Financial Times Financial Times

Country will tap an existing 50-year bond that matures in 2066

France is asking bond investors to take the long view in what is expected to be a challenging year for the eurozone’s second-largest economy, as the country braces for a bruising presidential election.

On Thursday, France will tap an existing 50-year bond that matures in 2066, in the latest sign that investors are still willing to prioritise higher yields amid low global interest rates and in spite of a sharp uptick in market volatility ahead of France’s spring vote.

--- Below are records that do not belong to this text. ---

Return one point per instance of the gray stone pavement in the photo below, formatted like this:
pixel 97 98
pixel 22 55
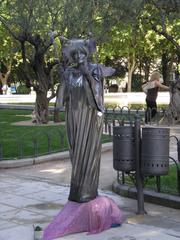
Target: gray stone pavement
pixel 35 194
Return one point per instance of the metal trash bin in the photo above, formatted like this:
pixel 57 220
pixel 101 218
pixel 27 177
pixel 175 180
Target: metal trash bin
pixel 155 151
pixel 124 148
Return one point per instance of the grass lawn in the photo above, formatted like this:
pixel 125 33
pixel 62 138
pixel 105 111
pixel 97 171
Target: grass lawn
pixel 27 141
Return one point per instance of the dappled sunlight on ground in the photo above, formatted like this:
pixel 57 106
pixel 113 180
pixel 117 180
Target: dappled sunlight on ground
pixel 54 170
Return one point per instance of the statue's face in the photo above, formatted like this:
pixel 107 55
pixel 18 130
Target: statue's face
pixel 79 57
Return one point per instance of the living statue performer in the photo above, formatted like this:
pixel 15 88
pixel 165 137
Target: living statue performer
pixel 81 93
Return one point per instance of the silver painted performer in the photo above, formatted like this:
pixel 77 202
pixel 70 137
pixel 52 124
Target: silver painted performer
pixel 81 93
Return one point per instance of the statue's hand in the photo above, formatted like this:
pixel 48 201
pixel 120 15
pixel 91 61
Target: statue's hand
pixel 84 69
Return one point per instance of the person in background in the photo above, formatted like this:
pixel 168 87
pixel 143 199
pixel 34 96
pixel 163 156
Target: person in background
pixel 151 89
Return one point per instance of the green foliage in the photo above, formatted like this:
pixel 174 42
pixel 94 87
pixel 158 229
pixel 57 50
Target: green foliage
pixel 14 137
pixel 22 89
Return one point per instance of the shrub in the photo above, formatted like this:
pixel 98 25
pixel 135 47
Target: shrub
pixel 22 89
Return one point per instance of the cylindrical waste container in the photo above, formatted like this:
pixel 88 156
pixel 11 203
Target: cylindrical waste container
pixel 178 150
pixel 123 148
pixel 155 151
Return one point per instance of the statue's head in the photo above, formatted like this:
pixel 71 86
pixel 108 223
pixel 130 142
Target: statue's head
pixel 77 50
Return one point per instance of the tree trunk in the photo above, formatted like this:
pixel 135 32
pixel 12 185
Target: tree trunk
pixel 41 107
pixel 4 79
pixel 131 68
pixel 172 114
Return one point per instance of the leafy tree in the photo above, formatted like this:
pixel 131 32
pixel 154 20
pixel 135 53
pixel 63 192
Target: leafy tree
pixel 32 23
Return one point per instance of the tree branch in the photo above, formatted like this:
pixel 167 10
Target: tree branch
pixel 6 25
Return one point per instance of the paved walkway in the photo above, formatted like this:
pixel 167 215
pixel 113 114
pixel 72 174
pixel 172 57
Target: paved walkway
pixel 35 194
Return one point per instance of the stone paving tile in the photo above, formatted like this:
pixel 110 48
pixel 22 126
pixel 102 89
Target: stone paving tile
pixel 5 208
pixel 45 196
pixel 22 216
pixel 6 225
pixel 18 233
pixel 126 232
pixel 16 201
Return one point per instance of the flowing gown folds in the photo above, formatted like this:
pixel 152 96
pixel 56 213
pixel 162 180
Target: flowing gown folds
pixel 83 99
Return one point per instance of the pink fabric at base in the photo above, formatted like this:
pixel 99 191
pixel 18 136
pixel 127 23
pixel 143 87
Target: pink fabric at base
pixel 92 217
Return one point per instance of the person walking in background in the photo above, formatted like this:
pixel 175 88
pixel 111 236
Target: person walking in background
pixel 151 89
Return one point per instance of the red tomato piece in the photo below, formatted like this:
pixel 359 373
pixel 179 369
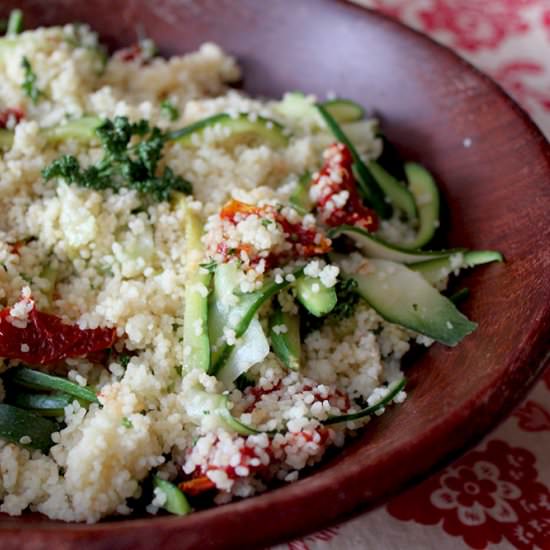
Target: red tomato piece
pixel 42 338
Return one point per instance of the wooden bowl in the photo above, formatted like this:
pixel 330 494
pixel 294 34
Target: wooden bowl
pixel 499 195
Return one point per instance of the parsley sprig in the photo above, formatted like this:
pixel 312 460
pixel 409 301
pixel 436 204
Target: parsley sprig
pixel 125 163
pixel 30 86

The spectre of rising populism in Europe has led investors to question whether France’s far-right, anti-euro candidate Marine Le Pen might echo Donald Trump’s surprise win in last year’s US election, adding to the litany of recent political upsets.

According to the latest polling data, Ms Le Pen could win the initial round of voting, although she would then be beaten into second place in the run-off as moderate voters rally against her, according to these same polls. The favourite for the election is François Fillon of the centre-right Republicans.

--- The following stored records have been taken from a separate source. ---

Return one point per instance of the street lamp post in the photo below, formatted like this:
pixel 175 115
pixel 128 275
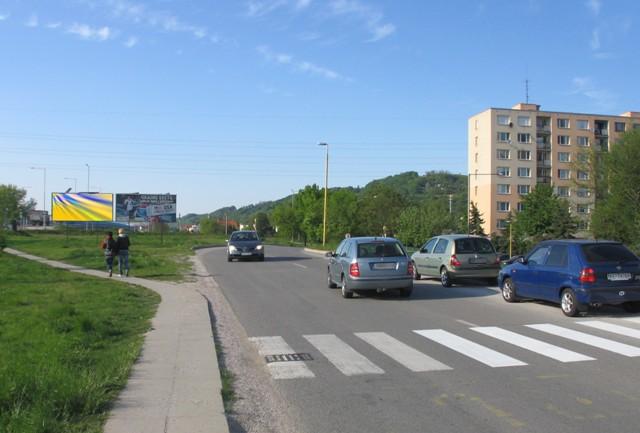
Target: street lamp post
pixel 75 182
pixel 326 186
pixel 44 195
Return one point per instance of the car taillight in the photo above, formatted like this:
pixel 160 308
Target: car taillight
pixel 587 275
pixel 354 270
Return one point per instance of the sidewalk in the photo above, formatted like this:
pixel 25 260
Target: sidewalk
pixel 175 384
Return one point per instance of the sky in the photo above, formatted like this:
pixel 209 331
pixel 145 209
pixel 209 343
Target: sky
pixel 224 102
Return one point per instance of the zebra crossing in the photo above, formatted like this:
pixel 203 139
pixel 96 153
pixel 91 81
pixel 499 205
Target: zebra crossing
pixel 348 361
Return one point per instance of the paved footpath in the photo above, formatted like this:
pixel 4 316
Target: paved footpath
pixel 175 384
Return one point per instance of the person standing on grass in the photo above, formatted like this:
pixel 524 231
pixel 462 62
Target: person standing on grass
pixel 109 247
pixel 122 245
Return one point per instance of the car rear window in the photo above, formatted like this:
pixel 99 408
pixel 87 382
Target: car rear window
pixel 380 249
pixel 474 246
pixel 602 253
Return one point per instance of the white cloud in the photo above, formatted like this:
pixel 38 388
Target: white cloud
pixel 89 33
pixel 297 65
pixel 602 98
pixel 32 21
pixel 131 42
pixel 372 18
pixel 594 6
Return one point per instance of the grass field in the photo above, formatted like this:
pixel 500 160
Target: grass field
pixel 151 256
pixel 67 342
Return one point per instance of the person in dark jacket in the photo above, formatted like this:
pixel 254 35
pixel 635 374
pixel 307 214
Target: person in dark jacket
pixel 109 247
pixel 122 245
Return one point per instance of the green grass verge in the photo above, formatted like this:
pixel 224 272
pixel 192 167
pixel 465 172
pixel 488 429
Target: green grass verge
pixel 68 343
pixel 151 256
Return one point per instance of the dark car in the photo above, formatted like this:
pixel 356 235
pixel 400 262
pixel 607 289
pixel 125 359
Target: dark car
pixel 370 263
pixel 576 274
pixel 245 244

“We have seen speculators and hedge funds using futures to take views on political uncertainties,” said Olivier De Larouziere, head of interest rates at French asset management company Natixis. “We have been cautious on French bonds for a while. It’s not just in France that bond yields are rising, but everyone is talking about France because of the political situation.”

However, Anthony Requin, chief executive of Agence France Tresor, which manages French government debt, said the chance of a Le Pen victory was not regarded as a “mainstream scenario” by the country’s financial sector.

Regardless of the political turbulence, demand from domestic and overseas investors, particularly in Japan, would support the country’s borrowing plans this year and its sale of ultra-long dated debt, he said. “We are following advice from primary dealers. There is appetite.”

Until recently, ultra-long government bonds were a rarity. Central bank policies to reduce borrowing costs via bond-buying schemes have changed the playing field, pushing investors to buy increasingly longer-dated debt in search of higher yields.

Last year, eurozone countries raised €19bn of debt with maturities of 40 years or more, up from just €1.3bn the previous year. Two countries, Belgium and Ireland, also sold 100-year bonds at the behest of a small number of investors.

Mr Requin says France was also approached to issue a 100-year bond, but declined on the grounds that demand did not appear sufficiently strong to warrant a new maturity.

Banks expect smaller sums of ultra long-end debt issuance this year, with UBS strategist Nishay Patel pointing out that the historic low bond yields which drove the boom have already given way to a bond sell-off.

Mr Trump’s election victory in early November amplified this existing trend, leading to an increase in bond yields that spilled across the rest of the world, as investors bet on increased government spending and lower taxes under the new Republican administration spurring higher growth and inflation.

However, the increase in French borrowing costs has exceeded the European benchmark — with the bonds trading more like those of Europe’s indebted southern periphery than a core eurozone economy.

The yield on 10-year French bonds traded at the widest levels to German Bunds in three years by late 2016 and remain double the levels they were last spring. Yields increase as bond prices fall.

Mr Requin at the AFT said domestic demand had remained strong throughout the year, as had continued demand for long-dated French bonds from investors, particularly those in Japan.

“The spread widening has been receding recently,” he said. “And the general situation in the French economy is improving.”

Following Japan’s decision to adopt negative interest rates and cap the yield on benchmark 10-year Japanese bonds at zero, Japanese pension funds and insurance companies have looked overseas, buying more foreign bonds in 2016 than they have for a decade, according to the Ministry of Finance, including €28bn in net purchases of French bonds.

Isabelle Vic-Philippe, head of euro government bonds at Amundi, said concerns about France’s political situation had caught investors out in the past.

“Political risk is already noticeably priced in,” she said. “Last time we had similar political concerns the spread narrowed from around this point.”